On 4/15/21 9:58 AM, Johannes Thumshirn wrote:
When a file gets deleted on a zoned file system, the space freed is not
returned back into the block group's free space, but is migrated to
zone_unusable.
As this zone_unusable space is behind the current write pointer it is not
possible to use it for new allocations. In the current implementation a
zone is reset once all of the block group's space is accounted as zone
unusable.
This behaviour can lead to premature ENOSPC errors on a busy file system.
Instead of only reclaiming the zone once it is completely unusable,
kick off a reclaim job once the amount of unusable bytes exceeds a user
configurable threshold between 51% and 100%. It can be set per mounted
filesystem via the sysfs tunable bg_reclaim_threshold which is set to 75%
per default.
Similar to reclaiming unused block groups, these dirty block groups are
added to a to_reclaim list and then on a transaction commit, the reclaim
process is triggered but after we deleted unused block groups, which will
free space for the relocation process.
Signed-off-by: Johannes Thumshirn <johannes.thumsh...@wdc.com>
---
fs/btrfs/block-group.c | 96 ++++++++++++++++++++++++++++++++++++
fs/btrfs/block-group.h | 3 ++
fs/btrfs/ctree.h | 6 +++
fs/btrfs/disk-io.c | 13 +++++
fs/btrfs/free-space-cache.c | 9 +++-
fs/btrfs/sysfs.c | 35 +++++++++++++
fs/btrfs/volumes.c | 2 +-
fs/btrfs/volumes.h | 1 +
include/trace/events/btrfs.h | 12 +++++
9 files changed, 175 insertions(+), 2 deletions(-)
diff --git a/fs/btrfs/block-group.c b/fs/btrfs/block-group.c
index bbb5a6e170c7..3f06ea42c013 100644
--- a/fs/btrfs/block-group.c
+++ b/fs/btrfs/block-group.c
@@ -1485,6 +1485,92 @@ void btrfs_mark_bg_unused(struct btrfs_block_group *bg)

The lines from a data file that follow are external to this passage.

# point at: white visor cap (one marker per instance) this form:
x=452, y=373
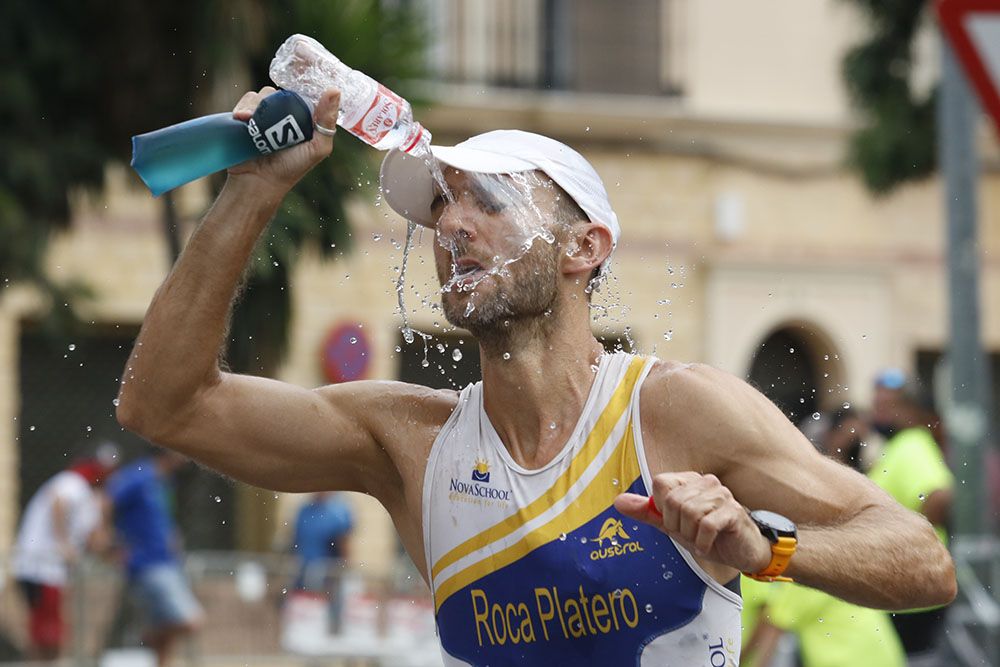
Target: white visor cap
x=408, y=186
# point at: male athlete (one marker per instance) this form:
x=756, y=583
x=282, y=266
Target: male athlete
x=552, y=523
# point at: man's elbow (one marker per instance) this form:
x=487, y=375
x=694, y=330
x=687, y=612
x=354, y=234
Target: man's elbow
x=944, y=585
x=142, y=418
x=934, y=583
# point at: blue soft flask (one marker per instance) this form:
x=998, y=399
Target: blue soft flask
x=181, y=153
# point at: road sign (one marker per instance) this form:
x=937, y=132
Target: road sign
x=973, y=29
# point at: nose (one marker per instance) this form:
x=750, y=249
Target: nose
x=453, y=225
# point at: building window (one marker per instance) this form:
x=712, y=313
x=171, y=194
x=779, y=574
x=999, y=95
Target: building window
x=592, y=46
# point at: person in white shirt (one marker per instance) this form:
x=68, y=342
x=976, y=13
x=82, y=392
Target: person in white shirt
x=63, y=518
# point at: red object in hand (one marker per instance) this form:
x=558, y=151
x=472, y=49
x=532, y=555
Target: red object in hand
x=653, y=508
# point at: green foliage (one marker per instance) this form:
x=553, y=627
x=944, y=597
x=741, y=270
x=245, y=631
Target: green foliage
x=385, y=42
x=897, y=141
x=77, y=83
x=80, y=78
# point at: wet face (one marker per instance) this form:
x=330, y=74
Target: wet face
x=497, y=252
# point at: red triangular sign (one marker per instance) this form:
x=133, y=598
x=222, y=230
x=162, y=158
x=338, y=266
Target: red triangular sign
x=973, y=29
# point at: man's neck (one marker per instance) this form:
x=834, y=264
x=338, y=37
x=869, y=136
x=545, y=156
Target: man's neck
x=535, y=397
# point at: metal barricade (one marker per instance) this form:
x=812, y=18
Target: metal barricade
x=254, y=614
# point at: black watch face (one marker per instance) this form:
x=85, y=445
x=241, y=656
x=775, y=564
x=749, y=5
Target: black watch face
x=782, y=525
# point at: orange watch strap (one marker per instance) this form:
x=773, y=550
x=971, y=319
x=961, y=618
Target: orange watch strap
x=781, y=554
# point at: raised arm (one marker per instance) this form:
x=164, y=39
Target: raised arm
x=261, y=431
x=855, y=542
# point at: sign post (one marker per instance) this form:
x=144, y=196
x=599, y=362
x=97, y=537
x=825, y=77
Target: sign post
x=972, y=43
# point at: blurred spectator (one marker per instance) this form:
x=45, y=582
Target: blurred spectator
x=912, y=470
x=139, y=496
x=66, y=516
x=322, y=530
x=830, y=632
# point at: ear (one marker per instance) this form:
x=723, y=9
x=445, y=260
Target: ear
x=588, y=246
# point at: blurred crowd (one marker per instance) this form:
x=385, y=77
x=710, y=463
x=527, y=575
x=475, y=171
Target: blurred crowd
x=123, y=512
x=900, y=444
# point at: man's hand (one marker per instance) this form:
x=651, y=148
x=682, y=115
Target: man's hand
x=284, y=168
x=702, y=516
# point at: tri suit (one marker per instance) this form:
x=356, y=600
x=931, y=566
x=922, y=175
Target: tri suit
x=536, y=567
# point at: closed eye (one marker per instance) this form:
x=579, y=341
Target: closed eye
x=437, y=204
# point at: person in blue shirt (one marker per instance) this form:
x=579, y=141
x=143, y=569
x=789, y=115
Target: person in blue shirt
x=138, y=494
x=322, y=530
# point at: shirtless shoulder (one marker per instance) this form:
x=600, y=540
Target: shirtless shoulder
x=693, y=415
x=403, y=420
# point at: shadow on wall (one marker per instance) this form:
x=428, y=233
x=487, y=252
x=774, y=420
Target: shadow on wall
x=798, y=367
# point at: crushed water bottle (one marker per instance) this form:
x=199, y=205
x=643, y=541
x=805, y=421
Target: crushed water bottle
x=368, y=110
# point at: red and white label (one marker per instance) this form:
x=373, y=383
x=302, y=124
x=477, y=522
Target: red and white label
x=380, y=117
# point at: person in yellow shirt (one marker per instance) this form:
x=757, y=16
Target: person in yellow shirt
x=912, y=470
x=830, y=632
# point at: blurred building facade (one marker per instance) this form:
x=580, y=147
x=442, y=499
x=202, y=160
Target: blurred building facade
x=719, y=129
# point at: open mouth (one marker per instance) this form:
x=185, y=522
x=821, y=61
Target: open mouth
x=466, y=272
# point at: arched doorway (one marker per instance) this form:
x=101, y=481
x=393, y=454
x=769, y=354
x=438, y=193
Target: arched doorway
x=797, y=368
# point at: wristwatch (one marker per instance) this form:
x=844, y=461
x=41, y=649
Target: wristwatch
x=781, y=532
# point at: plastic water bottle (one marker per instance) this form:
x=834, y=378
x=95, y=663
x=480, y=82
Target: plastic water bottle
x=181, y=153
x=368, y=110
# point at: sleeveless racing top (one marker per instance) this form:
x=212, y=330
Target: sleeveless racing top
x=536, y=567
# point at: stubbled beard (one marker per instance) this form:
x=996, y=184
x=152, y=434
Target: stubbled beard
x=515, y=308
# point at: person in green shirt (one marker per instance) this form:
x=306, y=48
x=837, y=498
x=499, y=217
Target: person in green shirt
x=830, y=632
x=912, y=470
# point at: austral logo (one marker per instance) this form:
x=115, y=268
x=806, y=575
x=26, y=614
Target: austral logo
x=612, y=531
x=477, y=492
x=481, y=471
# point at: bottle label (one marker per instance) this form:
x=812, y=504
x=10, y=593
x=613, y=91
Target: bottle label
x=380, y=117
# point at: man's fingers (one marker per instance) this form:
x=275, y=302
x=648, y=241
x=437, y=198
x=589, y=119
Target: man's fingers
x=327, y=110
x=683, y=508
x=709, y=528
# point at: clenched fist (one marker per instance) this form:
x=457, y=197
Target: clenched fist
x=701, y=514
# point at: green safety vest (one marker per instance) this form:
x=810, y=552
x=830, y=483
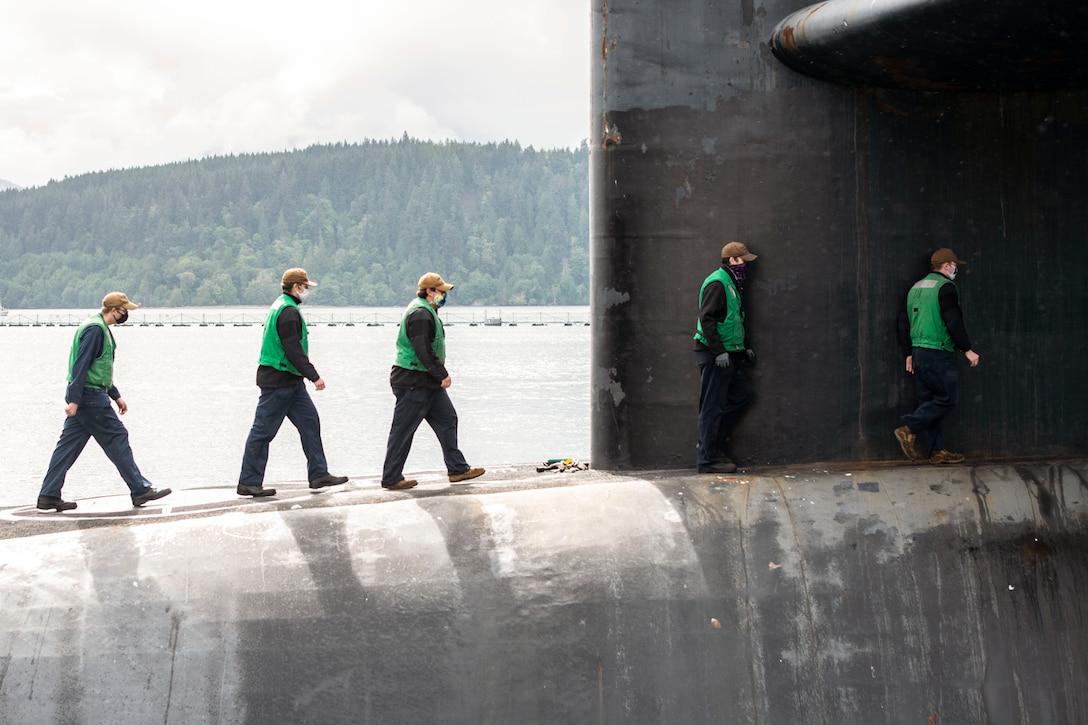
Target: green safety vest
x=731, y=329
x=924, y=310
x=406, y=354
x=272, y=354
x=100, y=375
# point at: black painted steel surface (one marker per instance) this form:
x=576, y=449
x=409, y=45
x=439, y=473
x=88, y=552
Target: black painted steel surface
x=934, y=45
x=867, y=596
x=702, y=136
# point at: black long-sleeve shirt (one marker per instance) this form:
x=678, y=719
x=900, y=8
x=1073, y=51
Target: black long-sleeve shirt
x=948, y=298
x=90, y=346
x=421, y=331
x=288, y=326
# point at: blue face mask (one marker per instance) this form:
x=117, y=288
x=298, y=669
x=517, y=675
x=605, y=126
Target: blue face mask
x=740, y=272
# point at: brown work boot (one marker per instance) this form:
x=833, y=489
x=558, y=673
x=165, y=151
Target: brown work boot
x=943, y=456
x=905, y=439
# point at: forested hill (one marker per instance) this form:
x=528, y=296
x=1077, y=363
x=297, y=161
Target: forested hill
x=507, y=224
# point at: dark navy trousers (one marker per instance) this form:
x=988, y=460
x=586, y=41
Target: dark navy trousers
x=293, y=403
x=722, y=395
x=415, y=405
x=95, y=417
x=936, y=382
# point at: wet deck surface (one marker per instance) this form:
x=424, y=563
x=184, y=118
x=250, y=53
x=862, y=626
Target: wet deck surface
x=874, y=592
x=199, y=501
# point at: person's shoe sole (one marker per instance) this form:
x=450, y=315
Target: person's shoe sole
x=328, y=480
x=905, y=439
x=54, y=504
x=468, y=475
x=150, y=495
x=717, y=468
x=257, y=492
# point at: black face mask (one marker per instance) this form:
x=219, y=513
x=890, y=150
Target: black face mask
x=740, y=272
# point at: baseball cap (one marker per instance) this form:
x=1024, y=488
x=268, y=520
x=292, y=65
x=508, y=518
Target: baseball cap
x=737, y=249
x=434, y=281
x=118, y=299
x=296, y=275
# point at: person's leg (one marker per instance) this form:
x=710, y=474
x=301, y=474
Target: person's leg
x=442, y=418
x=936, y=384
x=73, y=440
x=271, y=410
x=304, y=416
x=737, y=400
x=713, y=400
x=408, y=414
x=113, y=437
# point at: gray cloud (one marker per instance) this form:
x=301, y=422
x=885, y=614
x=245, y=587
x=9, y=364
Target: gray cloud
x=112, y=84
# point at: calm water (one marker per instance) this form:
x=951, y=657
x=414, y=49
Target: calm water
x=522, y=394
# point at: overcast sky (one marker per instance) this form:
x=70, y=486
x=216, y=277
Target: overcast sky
x=114, y=84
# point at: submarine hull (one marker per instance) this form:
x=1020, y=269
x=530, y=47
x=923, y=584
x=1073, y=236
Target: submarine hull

spin_unlock(&fs_info->unused_bgs_lock);
}
+void btrfs_reclaim_bgs_work(struct work_struct *work)
+{
+ struct btrfs_fs_info *fs_info =
+ container_of(work, struct btrfs_fs_info, reclaim_bgs_work);
+ struct btrfs_block_group *bg;
+ struct btrfs_space_info *space_info;
+ int ret = 0;
+
+ if (!test_bit(BTRFS_FS_OPEN, &fs_info->flags))
+ return;
+
+ if (!btrfs_exclop_start(fs_info, BTRFS_EXCLOP_BALANCE))
+ return;
+
+ mutex_lock(&fs_info->reclaim_bgs_lock);
+ spin_lock(&fs_info->unused_bgs_lock);
+ while (!list_empty(&fs_info->reclaim_bgs)) {
+ bg = list_first_entry(&fs_info->reclaim_bgs,
+ struct btrfs_block_group,
+ bg_list);
+ list_del_init(&bg->bg_list);
+
+ space_info = bg->space_info;
+ spin_unlock(&fs_info->unused_bgs_lock);
+
+ /* Don't want to race with allocators so take the groups_sem */
+ down_write(&space_info->groups_sem);
+
+ spin_lock(&bg->lock);
+ if (bg->reserved || bg->pinned || bg->ro) {
+ /*
+ * We want to bail if we made new allocations or have
+ * outstanding allocations in this block group. We do
+ * the ro check in case balance is currently acting on
+ * this block group.
+ */
+ spin_unlock(&bg->lock);
+ up_write(&space_info->groups_sem);
+ goto next;
+ }
+ spin_unlock(&bg->lock);
+
Here I think we want a
if (btrfs_fs_closing())
goto next;
so we don't block out a umount for all eternity. Thanks,
Josef